It's likely that there is a sort of "snake effect" in the data, i.e. the traffic flows and there aren't jams at the same timestamp in all the segments of the road. Because of this, I will introduce a "snake_parameter" in the RoadStatus class, so the packing_index will be the result of the average of the first snake_parameter segments ordered by packing index desc

RoadStatus dataframe


In [18]:
qr = db.session.query(RoadStatus).filter(RoadStatus.timestamp > datetime(2016,8,4,0,0).strftime('%s')).\
                                 filter(RoadStatus.timestamp < datetime(2016,8,16,0,0).strftime('%s'))      
dr = pd.read_sql(qr.statement, qr.session.bind)
dr.set_index('id', inplace=True)
dr['timestamp'] = pd.to_datetime(dr['timestamp'],unit='s')
dr.sort([('packing_index')], ascending=False).head()


Out[18]:
timestamp category packing_index accident_alerts traffic_alerts
id
15425 2016-08-07 07:15:37 Arrive 0.644475 0 4
15423 2016-08-07 07:14:37 Arrive 0.644475 0 4
15407 2016-08-07 07:06:31 Arrive 0.627150 0 4
35193 2016-08-14 07:24:47 Arrive 0.625700 0 5
35191 2016-08-14 07:23:46 Arrive 0.625700 0 5

In [36]:
dr.dtypes


Out[36]:
timestamp          datetime64[ns]
category                   object
packing_index             float64
accident_alerts             int64
traffic_alerts              int64
dtype: object

In [36]:
dr.describe()


Out[36]:
packing_index accident_alerts traffic_alerts
count 33924.000000 33924.000000 33924.000000
mean 0.065725 0.014975 0.419349
std 0.113799 0.156833 1.304126
min 0.000000 0.000000 0.000000
25% 0.000000 0.000000 0.000000
50% 0.000000 0.000000 0.000000
75% 0.123650 0.000000 0.000000
max 0.644475 3.000000 16.000000

In [40]:
plt.figure(figsize=(18,5))
plt.subplot(1, 3, 1)
plt.xlabel('packing index')
plt.boxplot(dr[dr.packing_index>0].packing_index.reset_index()['packing_index'], showmeans=True, showfliers=True)
plt.show()



In [75]:
time = pd.DatetimeIndex(dr.timestamp)
dr_plt = dr.groupby([time.hour]).mean()
dr_plt.reset_index(inplace=True)

fig = plt.figure(figsize=(15,5))
ax = plt.gca()
dr_plt.plot(x='index', y='packing_index', ax=ax)
plt.title("Hourly average packing_index")
plt.ylabel('Packing index')
plt.xlabel('Hour')
ax.set_xticks(range(23))
plt.show()



In [16]:
time = pd.DatetimeIndex(dr.timestamp)
dr_plt = dr.groupby([time.weekday]).mean()
dr_plt.reset_index(inplace=True)
dayDict = {0:'Mon', 1:'Tue', 2:'Wed', 3:'Thu', 4:'Fri', 5:'Sat', 6:'Sun'}
def f(x):
    daylabel = dayDict[x]
    return daylabel
dr_plt['daylabel'] = dr_plt['index'].apply(f)
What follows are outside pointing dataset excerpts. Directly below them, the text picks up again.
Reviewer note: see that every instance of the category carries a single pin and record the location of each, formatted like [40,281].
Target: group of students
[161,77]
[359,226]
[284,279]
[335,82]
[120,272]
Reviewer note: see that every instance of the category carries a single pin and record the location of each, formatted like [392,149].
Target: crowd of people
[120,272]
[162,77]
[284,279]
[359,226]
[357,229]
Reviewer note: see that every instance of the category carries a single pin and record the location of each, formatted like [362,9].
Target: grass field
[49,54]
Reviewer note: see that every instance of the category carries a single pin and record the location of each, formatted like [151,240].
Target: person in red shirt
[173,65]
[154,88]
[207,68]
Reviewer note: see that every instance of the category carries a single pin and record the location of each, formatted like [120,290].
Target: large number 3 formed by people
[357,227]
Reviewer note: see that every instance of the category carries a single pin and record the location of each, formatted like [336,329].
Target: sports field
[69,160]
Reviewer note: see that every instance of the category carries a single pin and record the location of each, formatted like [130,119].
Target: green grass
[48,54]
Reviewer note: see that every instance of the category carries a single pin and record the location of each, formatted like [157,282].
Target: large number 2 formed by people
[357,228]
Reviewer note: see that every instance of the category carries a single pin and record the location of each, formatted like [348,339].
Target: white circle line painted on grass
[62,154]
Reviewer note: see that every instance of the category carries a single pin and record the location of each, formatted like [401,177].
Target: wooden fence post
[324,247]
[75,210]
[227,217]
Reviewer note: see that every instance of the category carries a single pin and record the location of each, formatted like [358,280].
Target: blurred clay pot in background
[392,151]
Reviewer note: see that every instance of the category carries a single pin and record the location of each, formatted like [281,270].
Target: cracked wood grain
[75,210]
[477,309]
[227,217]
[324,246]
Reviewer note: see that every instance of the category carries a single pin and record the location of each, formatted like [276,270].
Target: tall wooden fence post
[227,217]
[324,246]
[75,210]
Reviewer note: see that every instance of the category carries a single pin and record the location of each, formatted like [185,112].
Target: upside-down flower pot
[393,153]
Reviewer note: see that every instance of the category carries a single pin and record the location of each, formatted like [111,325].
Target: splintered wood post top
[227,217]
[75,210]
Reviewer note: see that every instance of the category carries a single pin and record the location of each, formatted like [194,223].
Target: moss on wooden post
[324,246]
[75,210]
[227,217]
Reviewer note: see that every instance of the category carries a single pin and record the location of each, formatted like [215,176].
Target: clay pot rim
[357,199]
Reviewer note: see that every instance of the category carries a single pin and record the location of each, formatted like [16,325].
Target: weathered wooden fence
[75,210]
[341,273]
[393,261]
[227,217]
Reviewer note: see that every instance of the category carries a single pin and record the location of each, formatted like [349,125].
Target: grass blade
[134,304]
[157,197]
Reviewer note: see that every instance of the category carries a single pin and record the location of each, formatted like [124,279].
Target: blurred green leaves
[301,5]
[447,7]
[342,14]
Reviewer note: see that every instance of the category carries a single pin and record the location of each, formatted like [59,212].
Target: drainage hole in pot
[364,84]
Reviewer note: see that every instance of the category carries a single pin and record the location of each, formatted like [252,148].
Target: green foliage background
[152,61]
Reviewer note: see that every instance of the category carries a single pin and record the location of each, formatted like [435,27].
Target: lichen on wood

fig = plt.figure(figsize=(15,5))
ax = plt.gca()
dr_plt.plot(x='daylabel', y='packing_index', ax=ax)
plt.title("average packing_index per weekday")
plt.ylabel('Packing index')
plt.xlabel('Day')
ax.set_xticks(range(6))
plt.show()



In [74]:
time = pd.DatetimeIndex(dr.timestamp)
dr_plt = dr.groupby([time.day]).mean()
dr_plt.reset_index(inplace=True)

fig = plt.figure(figsize=(15,5))
ax = plt.gca()
dr_plt.plot(x='index', y='packing_index', ax=ax)
plt.title("average packing_index per day")
plt.ylabel('Packing index')
plt.xlabel('Day (August 2016)')
ax.set_xticks(range(18))
plt.show()


Jam dataframe


In [86]:
qj = db.session.query(Jam).filter(Jam.timestamp > datetime(2016,8,4,0,0).strftime('%s')).\
                           filter(Jam.timestamp < datetime(2016,8,16,0,0).strftime('%s'))      
dj = pd.read_sql(qj.statement, qj.session.bind)
dj.set_index('id', inplace=True)
dj['timestamp'] = pd.to_datetime(dj['timestamp'],unit='s')
dj.head()


Out[86]:
startLongitude endLongitude startLatitude endLatitude street severity color delayInSec source timestamp direction
id
1799 12.2699 12.2296 45.1994 45.2132 SS309 2 Medium 75 w 2016-08-03 22:36:57 West
1800 12.2699 12.2296 45.1994 45.2132 SS309 2 Medium 75 w 2016-08-03 22:37:58 West
1801 12.2699 12.2296 45.1994 45.2132 SS309 2 Medium 75 w 2016-08-03 22:38:58 West
1802 12.2699 12.2296 45.1994 45.2132 SS309 2 Medium 74 w 2016-08-03 22:40:00 West
1803 12.2699 12.2296 45.1994 45.2132 SS309 2 Medium 74 w 2016-08-03 22:41:00 West

In [104]:
time = pd.DatetimeIndex(dj.timestamp)
dj['day']=time.day
dj['hour']=time.hour

dj_time = dj.groupby([dj.day, dj.hour, dj.startLongitude, dj.endLongitude, dj.startLatitude, dj.endLatitude, dj.street, dj.severity, dj.color, dj.source, dj.direction]).count()
print 'Average traffic duration: %.2f min' % dj_time['timestamp'].mean()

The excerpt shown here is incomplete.